Deux ans plus tard
Bruits. Cliquetis, craquements, crachotements en rafales. Puis des sifflets suraigus portés par l’écho de la baie, des crissements qui ressemblent à des frottements à la surface d’un ballon gonflé. Des grincements à des fréquences élevées. Et le clapotis de l’eau, des vagues.
Assis dans mon kayak, je fixe la brume. Silence. Je retiens mon souffle. Un aileron noir apparaît, deux, trois, quatre — jusqu’à sept… Mon cœur bat plus vite. Les grands prédateurs à robe noir et blanc émergent lentement, en un seul rang, comme pour une battue. Leurs ailerons arrondis fendent la surface de la mer.
29 décembre au matin.
Il a neigé et neige encore.
Les flocons tourbillonnent autour du kayak — puis ils sont avalés par la mer.
Je lève les yeux vers le drone là-haut, dans le ciel blanc.
Je sais qu’il est là même si je ne le vois pas.

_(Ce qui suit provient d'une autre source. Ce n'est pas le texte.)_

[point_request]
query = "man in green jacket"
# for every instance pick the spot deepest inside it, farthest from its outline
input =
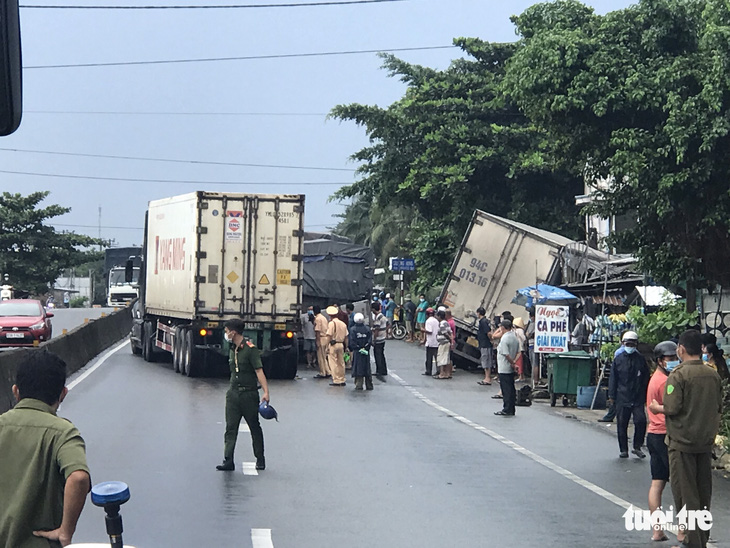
(44, 477)
(693, 406)
(242, 398)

À tout hasard, je fais un petit coucou vers le ciel. J’imagine Jay en train de sourire derrière son écran. Ou peut-être ne sourit-il pas. Peut-être même n’est-il pas là ; il suffit de la possibilité qu’il soit en train de me surveiller…
Pendant une seconde, l’idée m’effleure de ramer jusqu’aux orques, de me précipiter sur eux et de les provoquer jusqu’à ce qu’ils se jettent sur moi… Puis la tentation s’éloigne… J’ai la vie rêvée, non ? J’ai obtenu ce que je voulais ; je ne vais quand même pas renoncer à tout ça — pas vrai, Jay ?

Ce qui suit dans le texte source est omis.